That’s coming Friday.
But first, some solace.
As of Thursday, people who create a free account at apstylebook.com can search PDFs of stylebooks and guides going back to 1900. The archives include the 1933 guide for filing editors, the 1939 “Wirephoto: Miracle of Modern Newsgathering,” and the first edition of the modern stylebook from 1953.
“We shared a few select snippets from the historical guides at last year’s ACES conference and the reaction was so enthusiastic that we wanted to make them available to as many language lovers as possible,” said Colleen Newvine, AP Stylebook product manager, in an email. “It’s great for us to be able to visit the AP Corporate Archives and see these well-preserved documents, but now anyone else who wants to see how the news business or AP style has evolved can do that, too.”
Here are some of the guidelines of grammar standards gone by:
From the 1909 edition:
“The use of the word ‘phone’ for telephoned and ‘phoned’ for telephoned and similar abbreviations are prohibited in the Associated Press.”
From the 1911 “Instructions for correspondents”:
Class of news not wanted:
ABORTIONS; except when the victim is well known and dies.
BASEBALL; unless ordered.
CANDIDATES for office of any kind, unless ordered.
DEATHS, unless for individuals of having at least a state reputation.

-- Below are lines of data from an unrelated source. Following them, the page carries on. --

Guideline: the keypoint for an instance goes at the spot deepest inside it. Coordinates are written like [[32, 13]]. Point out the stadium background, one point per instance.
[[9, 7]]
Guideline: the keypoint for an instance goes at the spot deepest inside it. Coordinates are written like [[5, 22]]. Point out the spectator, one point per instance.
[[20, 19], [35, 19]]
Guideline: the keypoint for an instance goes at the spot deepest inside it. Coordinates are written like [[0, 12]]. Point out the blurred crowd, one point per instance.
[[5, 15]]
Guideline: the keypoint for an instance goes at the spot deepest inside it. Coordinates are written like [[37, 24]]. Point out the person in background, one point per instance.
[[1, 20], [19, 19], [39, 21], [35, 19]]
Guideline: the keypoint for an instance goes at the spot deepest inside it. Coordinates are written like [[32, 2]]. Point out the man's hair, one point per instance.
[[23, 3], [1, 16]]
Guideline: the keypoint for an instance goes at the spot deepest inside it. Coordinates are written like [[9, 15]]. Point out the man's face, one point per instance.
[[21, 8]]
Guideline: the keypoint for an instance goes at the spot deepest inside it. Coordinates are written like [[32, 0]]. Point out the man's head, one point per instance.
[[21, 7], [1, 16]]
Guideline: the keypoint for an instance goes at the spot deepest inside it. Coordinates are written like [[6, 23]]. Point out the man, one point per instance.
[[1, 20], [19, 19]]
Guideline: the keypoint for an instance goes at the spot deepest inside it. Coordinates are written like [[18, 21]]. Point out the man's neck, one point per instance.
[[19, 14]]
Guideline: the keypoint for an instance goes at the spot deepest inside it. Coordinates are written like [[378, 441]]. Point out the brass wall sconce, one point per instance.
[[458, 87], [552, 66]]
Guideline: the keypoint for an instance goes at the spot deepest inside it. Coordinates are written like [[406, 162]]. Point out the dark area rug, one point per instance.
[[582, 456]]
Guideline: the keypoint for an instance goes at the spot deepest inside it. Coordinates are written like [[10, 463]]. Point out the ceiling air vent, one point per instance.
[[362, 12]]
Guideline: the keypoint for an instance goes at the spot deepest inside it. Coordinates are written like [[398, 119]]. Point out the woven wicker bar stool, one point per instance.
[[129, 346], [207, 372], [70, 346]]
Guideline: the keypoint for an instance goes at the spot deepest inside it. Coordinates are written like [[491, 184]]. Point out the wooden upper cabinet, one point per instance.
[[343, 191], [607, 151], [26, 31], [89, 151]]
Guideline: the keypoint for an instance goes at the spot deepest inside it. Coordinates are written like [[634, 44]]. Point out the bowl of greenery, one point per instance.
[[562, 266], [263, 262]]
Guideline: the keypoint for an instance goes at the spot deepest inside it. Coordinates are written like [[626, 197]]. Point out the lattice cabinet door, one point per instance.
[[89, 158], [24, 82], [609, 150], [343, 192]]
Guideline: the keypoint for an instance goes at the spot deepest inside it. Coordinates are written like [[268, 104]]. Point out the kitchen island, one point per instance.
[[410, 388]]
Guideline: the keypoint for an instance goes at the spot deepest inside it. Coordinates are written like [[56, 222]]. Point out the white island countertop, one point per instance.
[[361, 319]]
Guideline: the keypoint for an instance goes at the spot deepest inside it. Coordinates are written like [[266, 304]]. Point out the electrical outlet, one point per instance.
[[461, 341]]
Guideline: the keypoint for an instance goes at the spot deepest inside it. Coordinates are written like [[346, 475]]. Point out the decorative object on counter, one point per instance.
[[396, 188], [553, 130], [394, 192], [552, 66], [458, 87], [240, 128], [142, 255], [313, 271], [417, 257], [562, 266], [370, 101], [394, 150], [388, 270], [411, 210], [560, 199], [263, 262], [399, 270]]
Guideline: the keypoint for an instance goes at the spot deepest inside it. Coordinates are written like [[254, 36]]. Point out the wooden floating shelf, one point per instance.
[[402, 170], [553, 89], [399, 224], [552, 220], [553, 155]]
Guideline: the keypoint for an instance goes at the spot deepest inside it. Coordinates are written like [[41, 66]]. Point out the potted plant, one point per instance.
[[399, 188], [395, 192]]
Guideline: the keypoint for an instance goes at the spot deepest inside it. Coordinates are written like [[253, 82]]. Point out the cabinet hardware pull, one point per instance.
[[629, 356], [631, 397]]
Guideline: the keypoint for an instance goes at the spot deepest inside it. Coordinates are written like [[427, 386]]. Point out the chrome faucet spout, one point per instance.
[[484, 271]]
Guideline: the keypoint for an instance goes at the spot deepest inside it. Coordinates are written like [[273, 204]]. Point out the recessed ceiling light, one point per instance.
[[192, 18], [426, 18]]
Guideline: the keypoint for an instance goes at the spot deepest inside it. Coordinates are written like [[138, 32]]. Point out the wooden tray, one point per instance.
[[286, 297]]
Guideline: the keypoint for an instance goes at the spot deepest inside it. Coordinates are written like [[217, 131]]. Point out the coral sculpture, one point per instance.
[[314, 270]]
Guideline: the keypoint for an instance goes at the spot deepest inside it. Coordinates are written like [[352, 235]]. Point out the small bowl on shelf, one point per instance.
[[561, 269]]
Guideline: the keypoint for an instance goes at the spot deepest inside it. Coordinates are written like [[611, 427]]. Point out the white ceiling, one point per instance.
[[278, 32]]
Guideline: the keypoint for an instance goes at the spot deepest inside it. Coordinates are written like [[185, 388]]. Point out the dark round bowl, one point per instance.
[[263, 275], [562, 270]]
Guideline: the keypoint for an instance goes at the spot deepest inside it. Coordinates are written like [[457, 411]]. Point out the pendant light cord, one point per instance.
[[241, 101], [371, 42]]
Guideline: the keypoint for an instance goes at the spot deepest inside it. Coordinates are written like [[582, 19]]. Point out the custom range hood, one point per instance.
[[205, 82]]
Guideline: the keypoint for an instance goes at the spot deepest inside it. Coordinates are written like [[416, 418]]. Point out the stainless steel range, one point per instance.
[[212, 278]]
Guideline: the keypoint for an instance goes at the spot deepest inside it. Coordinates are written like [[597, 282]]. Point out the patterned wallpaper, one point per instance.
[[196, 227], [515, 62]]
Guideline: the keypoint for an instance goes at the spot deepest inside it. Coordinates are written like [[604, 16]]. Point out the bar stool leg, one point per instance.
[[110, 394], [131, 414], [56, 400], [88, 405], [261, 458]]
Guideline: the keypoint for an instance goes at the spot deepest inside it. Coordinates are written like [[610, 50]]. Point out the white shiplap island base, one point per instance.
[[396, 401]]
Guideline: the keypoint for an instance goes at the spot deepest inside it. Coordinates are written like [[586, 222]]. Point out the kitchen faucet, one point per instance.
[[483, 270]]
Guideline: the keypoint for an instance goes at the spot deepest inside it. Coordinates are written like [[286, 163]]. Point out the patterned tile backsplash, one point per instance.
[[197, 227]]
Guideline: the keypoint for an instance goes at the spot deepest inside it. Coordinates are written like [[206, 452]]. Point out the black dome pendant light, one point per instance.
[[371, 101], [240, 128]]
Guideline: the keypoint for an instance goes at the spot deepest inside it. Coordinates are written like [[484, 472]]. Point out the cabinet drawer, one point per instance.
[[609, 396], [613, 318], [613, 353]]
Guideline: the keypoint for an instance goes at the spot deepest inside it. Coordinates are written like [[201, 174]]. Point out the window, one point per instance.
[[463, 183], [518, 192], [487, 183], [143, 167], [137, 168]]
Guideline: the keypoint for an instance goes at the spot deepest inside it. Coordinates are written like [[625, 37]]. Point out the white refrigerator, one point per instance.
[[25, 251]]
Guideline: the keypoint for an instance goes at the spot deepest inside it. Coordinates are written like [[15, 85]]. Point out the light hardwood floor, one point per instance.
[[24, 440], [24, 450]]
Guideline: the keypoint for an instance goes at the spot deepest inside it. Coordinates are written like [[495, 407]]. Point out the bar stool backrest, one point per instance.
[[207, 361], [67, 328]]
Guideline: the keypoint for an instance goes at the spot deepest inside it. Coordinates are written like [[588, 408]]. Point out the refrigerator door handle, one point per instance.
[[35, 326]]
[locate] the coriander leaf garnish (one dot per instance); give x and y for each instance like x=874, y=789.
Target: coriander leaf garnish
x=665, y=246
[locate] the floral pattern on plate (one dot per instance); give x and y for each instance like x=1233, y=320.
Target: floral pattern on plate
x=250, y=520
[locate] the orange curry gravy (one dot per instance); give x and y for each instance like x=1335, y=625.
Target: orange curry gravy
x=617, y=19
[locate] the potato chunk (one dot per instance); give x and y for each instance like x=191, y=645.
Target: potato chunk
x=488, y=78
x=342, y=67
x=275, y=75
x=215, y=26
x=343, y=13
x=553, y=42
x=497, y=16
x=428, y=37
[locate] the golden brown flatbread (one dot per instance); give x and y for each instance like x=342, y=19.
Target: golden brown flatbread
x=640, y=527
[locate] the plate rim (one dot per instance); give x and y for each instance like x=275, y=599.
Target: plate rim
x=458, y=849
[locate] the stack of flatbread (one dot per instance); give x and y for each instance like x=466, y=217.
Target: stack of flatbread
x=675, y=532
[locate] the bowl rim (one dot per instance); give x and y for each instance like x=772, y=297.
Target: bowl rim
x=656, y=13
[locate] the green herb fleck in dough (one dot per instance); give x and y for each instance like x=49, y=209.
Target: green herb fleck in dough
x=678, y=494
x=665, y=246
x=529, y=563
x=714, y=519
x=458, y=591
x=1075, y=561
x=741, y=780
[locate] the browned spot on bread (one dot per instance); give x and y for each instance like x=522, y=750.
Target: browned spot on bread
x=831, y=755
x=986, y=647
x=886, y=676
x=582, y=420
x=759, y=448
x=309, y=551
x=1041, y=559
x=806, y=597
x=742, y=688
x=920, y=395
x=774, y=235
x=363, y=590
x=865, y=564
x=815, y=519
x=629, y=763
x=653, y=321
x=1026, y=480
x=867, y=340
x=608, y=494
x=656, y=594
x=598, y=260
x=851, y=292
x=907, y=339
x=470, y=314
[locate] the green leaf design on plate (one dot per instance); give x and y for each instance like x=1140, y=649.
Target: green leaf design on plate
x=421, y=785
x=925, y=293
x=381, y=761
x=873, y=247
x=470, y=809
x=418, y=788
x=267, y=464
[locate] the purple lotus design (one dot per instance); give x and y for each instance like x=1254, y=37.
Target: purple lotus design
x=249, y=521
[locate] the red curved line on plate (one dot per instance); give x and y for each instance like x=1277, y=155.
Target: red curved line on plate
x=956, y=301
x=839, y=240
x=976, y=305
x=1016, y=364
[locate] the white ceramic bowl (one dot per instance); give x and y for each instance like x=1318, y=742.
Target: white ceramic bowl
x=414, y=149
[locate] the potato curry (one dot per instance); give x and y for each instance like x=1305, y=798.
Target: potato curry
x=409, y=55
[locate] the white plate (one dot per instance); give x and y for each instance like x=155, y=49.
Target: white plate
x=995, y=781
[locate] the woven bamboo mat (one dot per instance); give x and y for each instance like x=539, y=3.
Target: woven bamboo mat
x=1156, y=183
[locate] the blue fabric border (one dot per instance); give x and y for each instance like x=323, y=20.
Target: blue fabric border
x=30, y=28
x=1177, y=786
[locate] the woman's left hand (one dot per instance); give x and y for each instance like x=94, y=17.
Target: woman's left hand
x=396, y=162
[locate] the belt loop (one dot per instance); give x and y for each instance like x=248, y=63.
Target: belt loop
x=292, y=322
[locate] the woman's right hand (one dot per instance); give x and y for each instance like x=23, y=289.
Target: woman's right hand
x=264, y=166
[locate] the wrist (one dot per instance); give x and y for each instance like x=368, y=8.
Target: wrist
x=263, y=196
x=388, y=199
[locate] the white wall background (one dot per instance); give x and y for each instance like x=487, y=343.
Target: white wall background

DISEASES; unless decidedly epidemic.
DROWNINGS; unless of two or more persons, or unless the person was well known.
ELOPEMENTS; unless the persons have a national reputation.
FOOTBALL; unless ordered.
MARRIAGES; unless ordered, or unless the contracting parties have a national reputation.
PRIZE FIGHTERS; movements of principals, their managers or trainers.
RACES of any kind, unless ordered.
RAPE; except when the perpetrator is pursued by a mob.
SOCIAL events of any kind.
SUITS, for libel; for the infringements of copyrights or patents, etc.; damage suits against individuals, firms or corporations.
WEATHER stories, other than storms as previously specified, unless ordered.
And from 1931’s “A Guide for Writers”:
Fakes “Ballyhoos”: Tactics employed by some interests to gain publicity have necessitated watchfulness to preclude being victimized by misleading or faked stories. The offerings of press agents and publicity seekers are scrutinized carefully. Legitimate news is used, regardless of its source. The staff is especially skeptical of persons interested financially in sporting events, notably boxing and wrestling matches because some efforts to obtain “ballyhoo” have been notorious.